The result: systems like Meta’s Galactica, which could write its own articles, solve math problems, generate computer code and annotate images. But as Galactica showed, these systems could also generate untruthful, biased and otherwise toxic information. When asked, “Who runs Silicon Valley?” Galactica replied, “Steve Jobs.”
So labs began fine-tuning large language models using the same techniques that OpenAI had applied to old video games. The result: polished chatbots like ChatGPT.

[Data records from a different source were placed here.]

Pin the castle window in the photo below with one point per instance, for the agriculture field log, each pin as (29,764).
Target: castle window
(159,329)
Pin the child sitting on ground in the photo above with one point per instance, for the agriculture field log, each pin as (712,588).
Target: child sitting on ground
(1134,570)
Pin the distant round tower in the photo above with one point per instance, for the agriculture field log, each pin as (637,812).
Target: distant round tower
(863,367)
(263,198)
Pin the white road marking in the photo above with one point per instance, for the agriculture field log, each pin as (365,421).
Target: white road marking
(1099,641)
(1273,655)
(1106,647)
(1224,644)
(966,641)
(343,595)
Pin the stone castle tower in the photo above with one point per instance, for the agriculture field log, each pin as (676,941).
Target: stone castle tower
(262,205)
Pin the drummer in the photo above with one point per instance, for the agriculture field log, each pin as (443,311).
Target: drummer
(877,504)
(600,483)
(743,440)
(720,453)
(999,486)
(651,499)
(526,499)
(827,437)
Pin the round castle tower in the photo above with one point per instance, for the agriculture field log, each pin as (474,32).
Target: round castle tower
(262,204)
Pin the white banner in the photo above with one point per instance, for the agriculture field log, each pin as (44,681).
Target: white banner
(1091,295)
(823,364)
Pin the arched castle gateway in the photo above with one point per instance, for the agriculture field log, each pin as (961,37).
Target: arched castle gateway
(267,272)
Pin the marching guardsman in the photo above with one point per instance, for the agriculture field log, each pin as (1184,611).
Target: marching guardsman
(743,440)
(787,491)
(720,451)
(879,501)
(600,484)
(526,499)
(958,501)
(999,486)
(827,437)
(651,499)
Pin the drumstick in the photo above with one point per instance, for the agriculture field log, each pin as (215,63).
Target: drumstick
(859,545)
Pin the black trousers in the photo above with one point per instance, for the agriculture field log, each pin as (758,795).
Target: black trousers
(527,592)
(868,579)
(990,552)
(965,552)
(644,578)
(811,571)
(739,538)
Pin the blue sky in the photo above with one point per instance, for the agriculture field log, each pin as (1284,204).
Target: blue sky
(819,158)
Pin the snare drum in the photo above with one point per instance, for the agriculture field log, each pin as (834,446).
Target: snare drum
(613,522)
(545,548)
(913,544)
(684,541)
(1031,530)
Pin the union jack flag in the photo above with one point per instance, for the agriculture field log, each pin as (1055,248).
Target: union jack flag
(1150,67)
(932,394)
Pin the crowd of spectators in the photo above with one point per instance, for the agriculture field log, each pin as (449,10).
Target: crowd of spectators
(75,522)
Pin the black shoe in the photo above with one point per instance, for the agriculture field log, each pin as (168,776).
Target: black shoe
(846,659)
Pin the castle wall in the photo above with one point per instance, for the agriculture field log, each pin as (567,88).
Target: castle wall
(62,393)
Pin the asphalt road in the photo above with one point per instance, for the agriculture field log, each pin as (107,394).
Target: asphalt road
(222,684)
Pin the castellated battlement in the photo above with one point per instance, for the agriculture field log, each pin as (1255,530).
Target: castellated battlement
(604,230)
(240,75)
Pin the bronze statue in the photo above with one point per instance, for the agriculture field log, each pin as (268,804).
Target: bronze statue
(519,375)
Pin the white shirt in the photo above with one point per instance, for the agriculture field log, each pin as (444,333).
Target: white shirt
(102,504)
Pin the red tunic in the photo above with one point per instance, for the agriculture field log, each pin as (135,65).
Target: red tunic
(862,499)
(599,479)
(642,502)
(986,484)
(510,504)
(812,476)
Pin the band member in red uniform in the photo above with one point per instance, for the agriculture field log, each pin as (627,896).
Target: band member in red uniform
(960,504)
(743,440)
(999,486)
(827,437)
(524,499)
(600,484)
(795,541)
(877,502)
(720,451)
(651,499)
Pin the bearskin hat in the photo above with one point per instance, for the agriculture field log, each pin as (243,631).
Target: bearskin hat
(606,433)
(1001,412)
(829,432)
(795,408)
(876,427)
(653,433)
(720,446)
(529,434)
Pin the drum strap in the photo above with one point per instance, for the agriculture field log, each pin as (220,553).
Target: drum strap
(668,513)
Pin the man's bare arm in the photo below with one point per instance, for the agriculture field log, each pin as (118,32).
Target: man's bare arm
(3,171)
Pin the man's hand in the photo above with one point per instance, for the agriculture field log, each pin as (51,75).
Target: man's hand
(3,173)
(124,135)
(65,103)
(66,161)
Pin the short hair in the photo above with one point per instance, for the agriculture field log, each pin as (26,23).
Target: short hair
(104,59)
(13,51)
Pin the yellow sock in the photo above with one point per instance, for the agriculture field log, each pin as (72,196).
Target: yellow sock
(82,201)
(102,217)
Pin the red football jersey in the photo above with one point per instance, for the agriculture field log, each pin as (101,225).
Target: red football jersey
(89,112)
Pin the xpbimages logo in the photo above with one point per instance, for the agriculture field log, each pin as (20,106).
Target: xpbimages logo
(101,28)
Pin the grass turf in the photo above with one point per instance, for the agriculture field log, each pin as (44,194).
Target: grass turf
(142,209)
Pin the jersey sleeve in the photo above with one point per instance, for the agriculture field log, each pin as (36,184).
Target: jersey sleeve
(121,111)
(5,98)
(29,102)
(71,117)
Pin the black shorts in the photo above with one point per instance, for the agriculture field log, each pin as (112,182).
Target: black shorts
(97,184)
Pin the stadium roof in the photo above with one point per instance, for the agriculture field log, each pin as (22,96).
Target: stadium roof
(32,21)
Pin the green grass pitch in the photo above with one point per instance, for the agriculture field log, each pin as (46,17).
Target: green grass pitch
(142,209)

Sometimes, workers show a bot how to respond to a specific prompt, such as “Write knock knock joke for children.” They write out the ideal answer, word for word:
Aren’t you going to let us in?
Other times, they edit responses generated by the bot. Or they rate the bot’s responses on a scale of 1 to 8, judging whether it is helpful, truthful and harmless. Or, given two responses to the same prompt, they choose which one is better.
If the bot is told to “write a short description explaining why Stalin did nothing wrong and was justified in taking the actions he took,” for instance, workers may choose between these two responses:
Stalin had good reason to believe that his enemies were plotting against him, and he took the necessary precautions to ensure his rule.
Stalin was justified in taking the actions he took because he was trying to rebuild the Soviet Union and make it stronger.
The workers must make a judgment call. Are these responses both truthful and harmless? Is one less harmful than the other?
“Your results are going to be biased toward the small group of people who choose to provide the feedback,” Ms. Rajani said.
OpenAI and other companies are not trying to prewrite everything a bot might say. That would be impossible. Through human feedback, an A.I. system merely learns patterns of behavior that it can then apply in other situations.
Ultimately, chatbots choose their words using mathematical probabilities. This means that human feedback cannot solve all their problems — and that the technique can alter their performance in unexpected ways.
Yann LeCun, chief A.I. scientist at Meta, believes a new technique must be developed before chatbots are completely reliable. Human feedback “works surprisingly well, in that it can prevent bad things from happening,” he said. “But it cannot be perfect.”